# Rust In The Shed....



## Pedalin Past (Mar 12, 2017)

Pulled these out of a shed last week.  Jeunet, Chiorda, Phillips, Dawes, Fuji and Schwinn to name a few.  More projects, parts and pieces for the shop....


----------



## GTs58 (Mar 12, 2017)

Nice trailer.


----------



## morton (Mar 13, 2017)

Appears to be some interesting "stuff."  Love these types of treasure hunts.  If you buy them at the right price, one bike can pay for the hole load and in effect you got the rest for free.  For some reason my wife doesn't understand or agree with that logic!  

I've found the best time to bring another bike or bikes into the fold is when she is not home so I can stash it someplace before she arrives.  "Are you kidding?  I've had that bike (or those bikes) for awhile, just got it out to see what I need to get it fixed up."


----------



## bulldog1935 (Mar 13, 2017)

I think she'll notice


----------



## Cadorino (Mar 17, 2017)

morton said:


> For some reason my wife doesn't understand or agree with that logic!
> I've found the best time to bring another bike or bikes into the fold is when she is not home so I can stash it someplace before she arrives.

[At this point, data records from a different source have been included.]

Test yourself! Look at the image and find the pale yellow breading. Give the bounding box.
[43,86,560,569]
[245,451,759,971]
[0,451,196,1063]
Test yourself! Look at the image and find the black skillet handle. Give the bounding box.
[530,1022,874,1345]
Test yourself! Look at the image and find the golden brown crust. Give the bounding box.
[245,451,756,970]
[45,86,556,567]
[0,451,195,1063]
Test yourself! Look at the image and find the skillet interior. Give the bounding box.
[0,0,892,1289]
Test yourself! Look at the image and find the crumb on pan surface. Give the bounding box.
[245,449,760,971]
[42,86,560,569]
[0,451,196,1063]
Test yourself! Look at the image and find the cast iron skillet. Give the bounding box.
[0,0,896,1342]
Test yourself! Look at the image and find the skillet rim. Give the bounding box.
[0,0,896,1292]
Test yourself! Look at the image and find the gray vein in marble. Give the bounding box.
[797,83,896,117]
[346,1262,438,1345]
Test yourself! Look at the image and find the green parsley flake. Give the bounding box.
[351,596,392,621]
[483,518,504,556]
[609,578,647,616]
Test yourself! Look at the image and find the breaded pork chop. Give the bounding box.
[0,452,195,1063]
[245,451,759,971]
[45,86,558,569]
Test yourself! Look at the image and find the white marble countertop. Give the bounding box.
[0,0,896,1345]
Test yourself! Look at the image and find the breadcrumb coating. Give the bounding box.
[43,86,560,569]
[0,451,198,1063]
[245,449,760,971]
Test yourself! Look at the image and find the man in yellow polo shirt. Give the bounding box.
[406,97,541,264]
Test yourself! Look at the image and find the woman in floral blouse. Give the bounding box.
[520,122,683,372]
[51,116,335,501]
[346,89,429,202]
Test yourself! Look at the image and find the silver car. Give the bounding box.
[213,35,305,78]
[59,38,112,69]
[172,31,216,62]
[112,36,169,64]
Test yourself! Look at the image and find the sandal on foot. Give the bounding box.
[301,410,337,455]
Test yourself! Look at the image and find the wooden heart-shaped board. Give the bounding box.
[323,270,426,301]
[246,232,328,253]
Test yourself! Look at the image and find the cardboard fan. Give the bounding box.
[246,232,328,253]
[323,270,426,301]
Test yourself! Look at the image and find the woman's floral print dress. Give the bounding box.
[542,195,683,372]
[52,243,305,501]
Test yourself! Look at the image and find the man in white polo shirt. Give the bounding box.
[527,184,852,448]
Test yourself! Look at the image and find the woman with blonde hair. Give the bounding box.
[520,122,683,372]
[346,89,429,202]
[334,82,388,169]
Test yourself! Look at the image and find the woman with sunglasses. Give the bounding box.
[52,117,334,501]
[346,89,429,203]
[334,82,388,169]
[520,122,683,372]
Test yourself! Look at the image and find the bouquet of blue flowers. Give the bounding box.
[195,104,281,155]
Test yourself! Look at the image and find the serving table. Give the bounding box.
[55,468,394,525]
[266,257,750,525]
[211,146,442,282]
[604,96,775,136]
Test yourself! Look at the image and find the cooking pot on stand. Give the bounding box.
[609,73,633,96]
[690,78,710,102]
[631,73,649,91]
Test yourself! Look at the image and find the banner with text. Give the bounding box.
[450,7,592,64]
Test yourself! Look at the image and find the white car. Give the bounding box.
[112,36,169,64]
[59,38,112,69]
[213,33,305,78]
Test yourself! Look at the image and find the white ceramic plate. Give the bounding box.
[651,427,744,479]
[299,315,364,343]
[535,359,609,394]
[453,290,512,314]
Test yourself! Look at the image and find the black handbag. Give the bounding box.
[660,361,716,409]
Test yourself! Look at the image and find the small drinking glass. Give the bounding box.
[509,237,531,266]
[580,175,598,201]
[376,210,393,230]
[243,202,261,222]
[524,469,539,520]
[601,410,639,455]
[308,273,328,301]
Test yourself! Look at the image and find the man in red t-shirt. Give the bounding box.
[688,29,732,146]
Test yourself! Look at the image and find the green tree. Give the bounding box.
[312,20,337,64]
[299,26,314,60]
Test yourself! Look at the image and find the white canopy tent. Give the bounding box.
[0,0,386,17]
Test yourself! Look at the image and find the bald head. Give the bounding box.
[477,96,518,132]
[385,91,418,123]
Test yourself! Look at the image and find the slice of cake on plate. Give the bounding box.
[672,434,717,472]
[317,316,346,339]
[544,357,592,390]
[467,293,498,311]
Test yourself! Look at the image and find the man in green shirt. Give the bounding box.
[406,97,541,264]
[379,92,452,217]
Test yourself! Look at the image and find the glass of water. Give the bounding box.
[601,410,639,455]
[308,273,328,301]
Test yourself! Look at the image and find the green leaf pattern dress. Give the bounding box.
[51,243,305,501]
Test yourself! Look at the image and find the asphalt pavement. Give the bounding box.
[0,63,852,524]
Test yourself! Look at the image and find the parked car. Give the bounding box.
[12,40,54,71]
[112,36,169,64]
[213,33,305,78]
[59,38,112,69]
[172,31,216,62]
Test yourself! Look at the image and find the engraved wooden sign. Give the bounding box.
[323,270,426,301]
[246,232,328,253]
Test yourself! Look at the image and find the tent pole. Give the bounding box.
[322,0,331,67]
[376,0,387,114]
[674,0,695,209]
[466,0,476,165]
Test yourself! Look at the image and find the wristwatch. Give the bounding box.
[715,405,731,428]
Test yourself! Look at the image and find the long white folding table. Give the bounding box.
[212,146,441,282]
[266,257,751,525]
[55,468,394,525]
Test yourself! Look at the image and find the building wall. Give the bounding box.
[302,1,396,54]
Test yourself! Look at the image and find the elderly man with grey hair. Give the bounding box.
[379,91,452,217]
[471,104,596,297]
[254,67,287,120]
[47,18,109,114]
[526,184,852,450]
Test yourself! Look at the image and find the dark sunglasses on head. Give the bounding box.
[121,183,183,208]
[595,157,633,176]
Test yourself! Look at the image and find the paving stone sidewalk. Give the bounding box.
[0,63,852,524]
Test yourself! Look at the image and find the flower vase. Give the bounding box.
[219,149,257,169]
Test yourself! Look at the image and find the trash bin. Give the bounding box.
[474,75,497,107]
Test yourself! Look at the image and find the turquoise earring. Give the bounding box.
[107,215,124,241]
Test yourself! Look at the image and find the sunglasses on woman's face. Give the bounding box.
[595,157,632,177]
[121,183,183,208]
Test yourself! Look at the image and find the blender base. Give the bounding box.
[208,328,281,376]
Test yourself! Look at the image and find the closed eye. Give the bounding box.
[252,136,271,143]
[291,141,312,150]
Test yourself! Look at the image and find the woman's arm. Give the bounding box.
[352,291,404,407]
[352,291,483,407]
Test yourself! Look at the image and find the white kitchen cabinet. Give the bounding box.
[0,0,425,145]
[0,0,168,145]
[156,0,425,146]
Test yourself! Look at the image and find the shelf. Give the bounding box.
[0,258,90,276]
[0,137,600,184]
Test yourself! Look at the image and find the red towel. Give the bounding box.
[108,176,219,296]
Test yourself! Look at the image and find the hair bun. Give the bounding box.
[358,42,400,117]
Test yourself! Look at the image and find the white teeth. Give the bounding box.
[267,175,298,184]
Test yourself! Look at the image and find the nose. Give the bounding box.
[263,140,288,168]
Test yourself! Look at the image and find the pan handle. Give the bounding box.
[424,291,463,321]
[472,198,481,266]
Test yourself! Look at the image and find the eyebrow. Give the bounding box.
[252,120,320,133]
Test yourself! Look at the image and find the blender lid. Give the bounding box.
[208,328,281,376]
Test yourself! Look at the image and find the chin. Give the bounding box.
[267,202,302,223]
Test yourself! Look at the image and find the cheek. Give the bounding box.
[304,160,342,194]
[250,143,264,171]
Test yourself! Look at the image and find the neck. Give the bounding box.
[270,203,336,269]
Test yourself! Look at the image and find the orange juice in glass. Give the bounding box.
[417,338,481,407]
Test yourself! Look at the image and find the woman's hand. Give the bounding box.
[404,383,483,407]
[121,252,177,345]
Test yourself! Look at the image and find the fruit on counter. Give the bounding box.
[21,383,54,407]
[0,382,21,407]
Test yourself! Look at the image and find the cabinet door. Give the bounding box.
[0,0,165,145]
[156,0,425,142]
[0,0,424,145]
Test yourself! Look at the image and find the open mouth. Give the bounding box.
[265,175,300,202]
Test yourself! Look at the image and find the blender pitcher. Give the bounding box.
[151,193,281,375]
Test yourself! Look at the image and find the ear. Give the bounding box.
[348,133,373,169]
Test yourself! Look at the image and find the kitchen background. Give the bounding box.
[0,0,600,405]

Funny, as I do the same thing!


----------



## wrongway (Mar 21, 2017)

I just buy Raleigh or similar bikes.....all in black so they all look like the same one!


----------



## morton (Apr 5, 2017)

bulldog1935 said:


> I think she'll notice




If my wife ever came home to that, it would be instant divorce. Something on the order of, "Get that crap out of here today or find somewhere else to sleep tonight!"

And in short order there would be a posting on CL for: "Free bikes...must take all."


----------



## bulldog1935 (Apr 5, 2017)

To be fair, those are photos of Helotes Bike shop.  Nothing is for sale there.  The owner is the nicest guy you'd ever want to meet, totally helpful, and totally OCD.
http://www.classicrendezvous.com/Bike_Shops/helotes_tx.htm

I have heard the really good stuff is at his house - some women can put up with it.


----------